Jose Rossi et Camille de Rocca Serra incarnent à eux deux un quart de siècle de pouvoir régional calamiteux

12 Août 2015

Dans l'édition du jour de Corse Matin José Rossi, nous expose une analyse politique dont il a le secret. Très sûr de lui et de ses compétences, il explique les raisons de la déchirure à droite à l'occasion des départementales et la volonté de la nouvelle génération de dirigeants, emmenés par le député maire d'Ajaccio, pour lesquels le pouvoir doit revenir à la droite, sous-entendu entre leurs mains, et non se transmettre par filiation.

Le tir vise directement Camille de Rocca Serra mais cela ne devrait pas nuire à l'exigence d'unité au second tour renforcée par l’objectif de rafler la prime de neuf sièges attribuée à la liste arrivée en tête.

D'ores et déjà celui à qui on « fait appel pour sa très grande expérience » se situe dans le carré des finalistes, ou de ceux qui devront ouvrir leurs listes au second tour. La théorie des trois blocs lui sert de support avec la droite et le FN, les nationalistes autonomistes et indépendantistes, la gauche et le Front de gauche sous les 8%.

Cette affirmation même fondée sur l'usure du PS au pouvoir prend tout son sens et éclaire un des enjeux essentiel de cette prochaine échéance électorale à savoir l'influence que peut avoir le courant antilibéral dans l'Assemblée de Corse au moment où elle devra se prononcée sur les décrets fixant les contours et les moyens d'action humains et financiers de la collectivité unique.

José Rossi ne s'inquiète pas de la procédure sans référendum, lui qui n'en finit pas de rappeler qu'il fut un brillant rapporteur du Statut Joxe, indique ce faisant qu'il est le mieux placé pour imposer la voix de la Corse à Paris. Dans cet élan, il s'attribue même la paternité du PEI qui a fait « vivre la Corse ces 15 dernières années ».

Il feint d'oublier que le gouvernement de la gauche plurielle et singulièrement les élus communistes se sont battus pour arracher ce PEI sous les sarcasmes de cette droite ultralibérale qui ne voyait aucun intérêt par exemple à moderniser les Chemins de fer de la Corse à travers une enveloppe de 750 millions de francs.

Une pépite brille dans cette interview lorsqu'il vante les mérites de son nouveau parti les Républicains et de son Chef Nicolas Sarkozy en s'excusant d'avoir pu diviser son camp par le passé. Dans ce cas on peut parler d'amnésie tant il est de ceux qui par opportunité, ont trahi en dénonçant la plupart du temps les logiques d'appareils et la pesanteur parisienne.

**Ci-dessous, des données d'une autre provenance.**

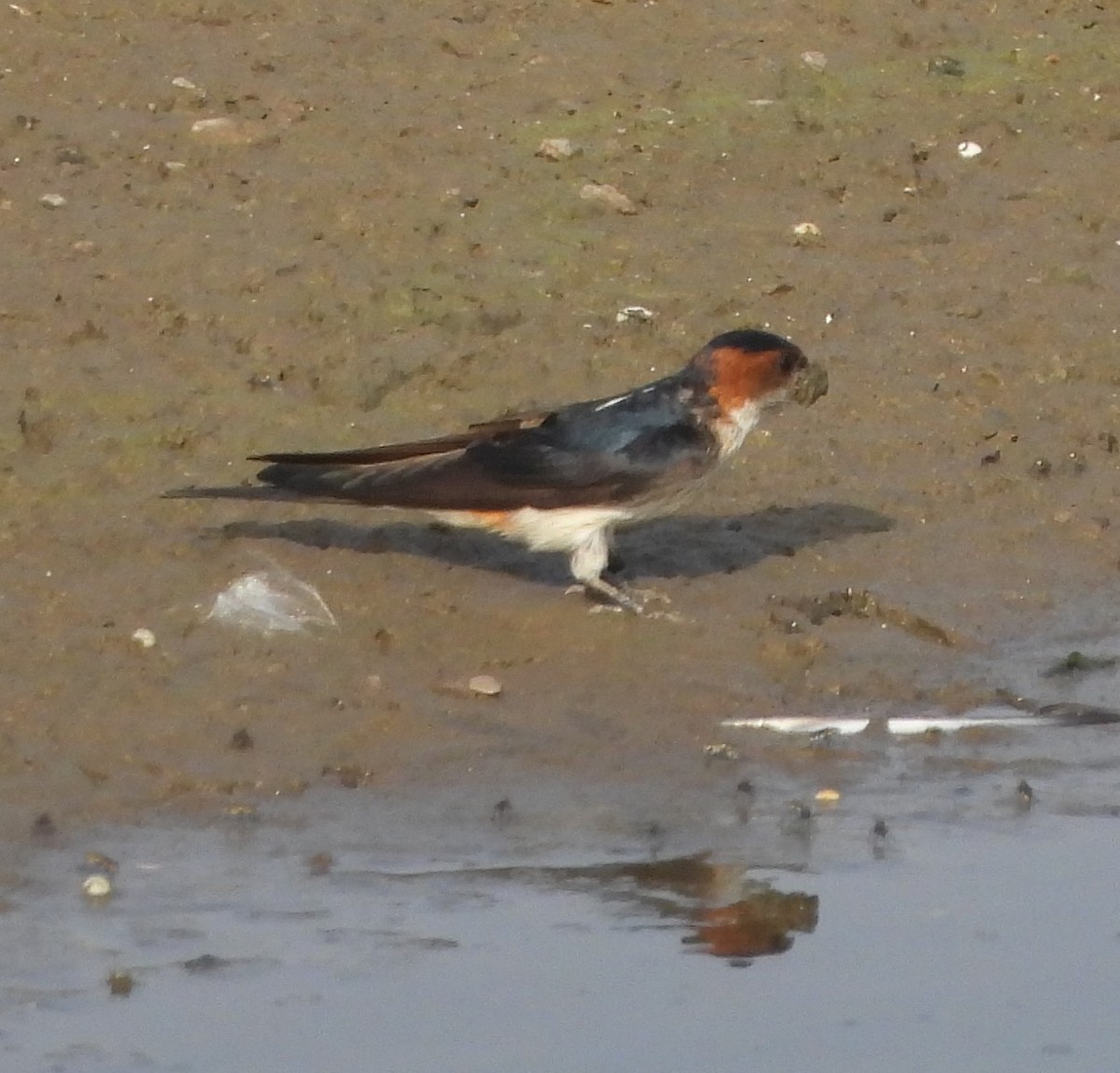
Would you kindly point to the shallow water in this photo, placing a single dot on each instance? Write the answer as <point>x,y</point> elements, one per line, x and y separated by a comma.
<point>574,933</point>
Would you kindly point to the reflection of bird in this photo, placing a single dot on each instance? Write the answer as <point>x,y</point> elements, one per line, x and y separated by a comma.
<point>563,481</point>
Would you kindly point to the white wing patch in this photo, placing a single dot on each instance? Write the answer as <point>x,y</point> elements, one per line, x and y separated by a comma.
<point>611,402</point>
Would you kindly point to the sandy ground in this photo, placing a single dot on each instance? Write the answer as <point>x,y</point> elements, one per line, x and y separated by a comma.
<point>369,247</point>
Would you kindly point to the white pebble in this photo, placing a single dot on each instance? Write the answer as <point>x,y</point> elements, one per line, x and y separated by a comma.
<point>485,686</point>
<point>609,195</point>
<point>558,149</point>
<point>96,887</point>
<point>637,314</point>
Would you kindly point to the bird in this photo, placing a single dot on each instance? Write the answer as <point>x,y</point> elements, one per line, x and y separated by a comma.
<point>565,480</point>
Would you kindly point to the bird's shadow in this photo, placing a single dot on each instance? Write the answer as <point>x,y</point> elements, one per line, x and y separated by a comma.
<point>687,546</point>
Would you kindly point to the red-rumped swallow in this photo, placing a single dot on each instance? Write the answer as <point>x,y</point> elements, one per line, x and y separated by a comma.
<point>565,480</point>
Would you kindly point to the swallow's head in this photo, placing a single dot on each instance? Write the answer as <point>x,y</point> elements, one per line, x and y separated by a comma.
<point>746,372</point>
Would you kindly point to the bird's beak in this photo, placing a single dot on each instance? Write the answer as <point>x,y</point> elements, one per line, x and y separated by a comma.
<point>809,384</point>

Reste la modernité de sa démarche et son dynamisme électoral attendu selon les territoires l'extrême sud sous le contrôle de Camille de Rocca Serra, Ajaccio sous le contrôle de Laurent Marcangelli et la circonscription législative de Bastia sous le contrôle de Sauveur Gandolfi Sheit. Ce féodalisme électoraliste en dit long sur le prétendu renouvellement et le soit disant rajeunissement affichés pour séduire ou tromper l'électeur.

Enfin ce qui est le plus frappant dans son discours c'est l'absence de référence aux 25 années d’un pouvoir régional de droite auquel il a contribué directement. Son retrait passager de la vie publique ne l'absout pas de ses responsabilités ni lui ni d’ailleurs son ex futur allié Camille de Rocca Serra. A eux deux, ils incarnent ce pouvoir régional au bilan calamiteux.